Data from nine studies in which individuals used pedometers to track how much they walked and how it affected their weight reveals that when you attach a pedometer to your waist, you lose 1 lb. every 10 weeks, as reported in a 2008 "Washington Post" article. On average, study participants walked 1 to 2 miles a day, or 2,000 to 4,000 steps, and the longer they stayed in the program, the more weight they lost. Although it isn't clear why the pedometers made a difference, knowing that a $5 tool works might be all the motivation you need.
Step 1
Select a pedometer. All you need is something to count your steps for you. But you'll find pedometers ranging from $5 to more than $30. The most expensive ones count calories burned, give your heart rate and convert your steps to miles or kilometers.
Step 2
Measure your stride length and program it into your pedometer. Walk 10 feet counting how many steps it takes. Divide the total by 10 and the result is how many feet long your stride is. Follow the owner's manual to enter your step length into your pedometer.
Step 3
Set your goal. You need to burn 3,500 calories to lose 1 lb. of fat. If you eat 2,000 calories daily and want to lose 1 lb. in 10 days, for example, every day you need to burn 2,350 calories. Only by burning more calories than you take in do you lose weight. In general, someone who weighs 160 lbs. uses 100 calories for every mile she walks. But you won't need to walk long enough to burn 2,350 calories every day. Your body continuously uses calories, even if all you do is eat and sleep. Tally the calories you've already burned and will burn that day performing other tasks to know how many steps you have to a walk.
Step 4
Use a log to keep track of your progress.

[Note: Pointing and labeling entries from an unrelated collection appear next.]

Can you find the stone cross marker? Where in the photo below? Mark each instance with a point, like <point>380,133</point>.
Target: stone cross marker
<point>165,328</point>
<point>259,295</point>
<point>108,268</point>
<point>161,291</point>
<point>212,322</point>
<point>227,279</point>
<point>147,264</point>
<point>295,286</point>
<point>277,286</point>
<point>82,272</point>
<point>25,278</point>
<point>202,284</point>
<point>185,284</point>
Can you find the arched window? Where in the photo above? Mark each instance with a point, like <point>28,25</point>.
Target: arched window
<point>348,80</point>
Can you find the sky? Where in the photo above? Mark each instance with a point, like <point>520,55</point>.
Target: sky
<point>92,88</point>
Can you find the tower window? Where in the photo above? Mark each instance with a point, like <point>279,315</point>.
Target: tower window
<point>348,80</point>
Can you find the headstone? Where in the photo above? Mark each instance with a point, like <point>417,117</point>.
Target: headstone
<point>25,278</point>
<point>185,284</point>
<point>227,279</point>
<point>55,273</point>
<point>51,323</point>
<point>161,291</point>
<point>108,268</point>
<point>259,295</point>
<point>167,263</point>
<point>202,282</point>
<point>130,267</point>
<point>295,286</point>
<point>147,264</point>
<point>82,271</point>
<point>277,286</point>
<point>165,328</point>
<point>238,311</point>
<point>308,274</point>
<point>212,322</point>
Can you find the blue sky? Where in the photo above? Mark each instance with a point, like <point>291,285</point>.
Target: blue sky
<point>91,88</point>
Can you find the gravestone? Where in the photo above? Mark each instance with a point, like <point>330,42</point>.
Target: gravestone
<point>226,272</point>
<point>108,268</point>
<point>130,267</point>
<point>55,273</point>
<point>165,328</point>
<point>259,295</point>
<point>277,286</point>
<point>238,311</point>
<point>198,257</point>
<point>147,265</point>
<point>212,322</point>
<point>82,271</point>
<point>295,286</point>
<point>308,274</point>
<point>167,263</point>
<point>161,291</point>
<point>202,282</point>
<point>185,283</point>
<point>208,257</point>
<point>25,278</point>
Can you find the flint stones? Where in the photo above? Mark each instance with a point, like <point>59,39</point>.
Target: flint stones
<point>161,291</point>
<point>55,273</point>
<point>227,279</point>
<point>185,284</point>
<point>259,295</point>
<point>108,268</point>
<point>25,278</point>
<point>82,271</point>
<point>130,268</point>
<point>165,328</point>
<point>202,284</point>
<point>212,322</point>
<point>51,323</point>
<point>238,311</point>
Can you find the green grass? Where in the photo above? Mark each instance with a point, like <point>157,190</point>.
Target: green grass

Use a notebook or a file in your computer. Write down your overall goal in three forms: the weight you want to lose, the calories you want to burn and how many steps you have to walk to reach your goal. In the same journal, write your daily and weekly desired outcomes. Especially if your overall goal is high --- to lose 150 lbs. --- start with small easy-to-reach results for your days and weeks. Document all your steps toward your final objective. Update it to reflect your progress. After you've lost 5 lbs., change your goal to "lose 145 lbs." It will feel good.